Jane began to advance through the woods toward the house. She stepped almost to the edge of the trees and studied the buildings. To her left was the long back wall of the six-car garage. Directly ahead was the main house, and close to it on the right was a pool house.

Adjusting her course, she put the pool house directly in front of her to shield her from the main house. She crossed the lawn to the pool house and looked in through the arched doorway. She saw a counter with a kitchen sink, a wooden table and chairs, a bathroom with two showers, presumably for washing the chlorine off after swimming, and another archway leading to the pool. She moved past the arch, skirted the iron fence around the pool, and made her way up to the first of the barred windows.
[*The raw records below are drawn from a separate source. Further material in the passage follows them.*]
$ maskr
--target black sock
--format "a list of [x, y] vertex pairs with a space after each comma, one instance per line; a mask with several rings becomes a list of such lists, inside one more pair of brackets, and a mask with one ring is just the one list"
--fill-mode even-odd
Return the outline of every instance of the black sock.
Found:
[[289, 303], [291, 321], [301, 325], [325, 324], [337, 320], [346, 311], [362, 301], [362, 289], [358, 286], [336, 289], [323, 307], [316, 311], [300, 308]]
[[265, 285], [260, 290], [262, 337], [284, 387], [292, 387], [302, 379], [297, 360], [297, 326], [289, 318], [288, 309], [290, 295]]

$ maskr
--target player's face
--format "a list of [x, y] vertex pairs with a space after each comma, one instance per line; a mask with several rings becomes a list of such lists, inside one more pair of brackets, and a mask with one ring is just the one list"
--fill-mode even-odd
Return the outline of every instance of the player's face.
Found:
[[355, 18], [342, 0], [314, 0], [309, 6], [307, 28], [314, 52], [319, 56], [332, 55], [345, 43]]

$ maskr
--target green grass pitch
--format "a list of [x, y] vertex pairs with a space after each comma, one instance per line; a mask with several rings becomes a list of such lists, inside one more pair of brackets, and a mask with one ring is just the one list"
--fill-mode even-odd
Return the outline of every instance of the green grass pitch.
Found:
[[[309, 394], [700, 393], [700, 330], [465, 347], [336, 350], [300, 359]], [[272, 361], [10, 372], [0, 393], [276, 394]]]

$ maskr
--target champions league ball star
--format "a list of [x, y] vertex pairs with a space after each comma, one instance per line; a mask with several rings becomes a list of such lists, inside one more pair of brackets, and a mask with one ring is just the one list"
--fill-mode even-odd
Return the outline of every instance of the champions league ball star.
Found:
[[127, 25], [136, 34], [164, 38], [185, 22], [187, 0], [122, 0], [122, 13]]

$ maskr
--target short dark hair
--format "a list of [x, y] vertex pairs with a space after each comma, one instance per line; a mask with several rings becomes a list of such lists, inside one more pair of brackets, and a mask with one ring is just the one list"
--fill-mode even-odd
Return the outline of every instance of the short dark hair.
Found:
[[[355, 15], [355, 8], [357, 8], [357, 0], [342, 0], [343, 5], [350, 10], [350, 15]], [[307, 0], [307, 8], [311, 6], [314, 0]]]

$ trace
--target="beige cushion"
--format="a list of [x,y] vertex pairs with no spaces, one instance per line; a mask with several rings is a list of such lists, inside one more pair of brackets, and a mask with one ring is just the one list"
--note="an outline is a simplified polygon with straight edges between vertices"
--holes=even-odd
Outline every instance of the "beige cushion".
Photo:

Over each window was an iron grate like a flat cage, a single piece bolted to the house. She knew that was an arrangement that had been popular in the forties and fifties, but it had become rare—maybe against building codes—in recent years because it prevented an occupant from getting out in a fire. She stepped back and stared at the house. A lot of modernist architecture was far older than it looked. This place could easily have been built in the thirties, and the bars could simply be relics.

But to Jane the bars looked like a sign of malicious intent. The old word otgont came to her. It meant more than simple evil. Witches—people who secretly had the power to cause disease and death—were otgont. It was potence, but it was also corruption, an unnatural degeneration from within.

She moved to the farthest window. In all the rooms in the wing the lights were off, so she had to peer in and strain her eyes to make out shapes. This one held an empty double bed, a dresser, a closet. The entrance to the bathroom was on her left. The small, high window in there had bars across it, too. She moved to the next window. The room was nearly the same, unoccupied but furnished. Jane kept moving along the side of the house until she reached the big room at the center. She stood perfectly still outside the glass wall and stared into the room. First there was a moving shadow, and then a figure appeared on the walkway above the room. There was a woman in a bathrobe and slippers moving sleepily from one set of rooms toward the other. She stopped and turned her head, as though she had to force herself to look down.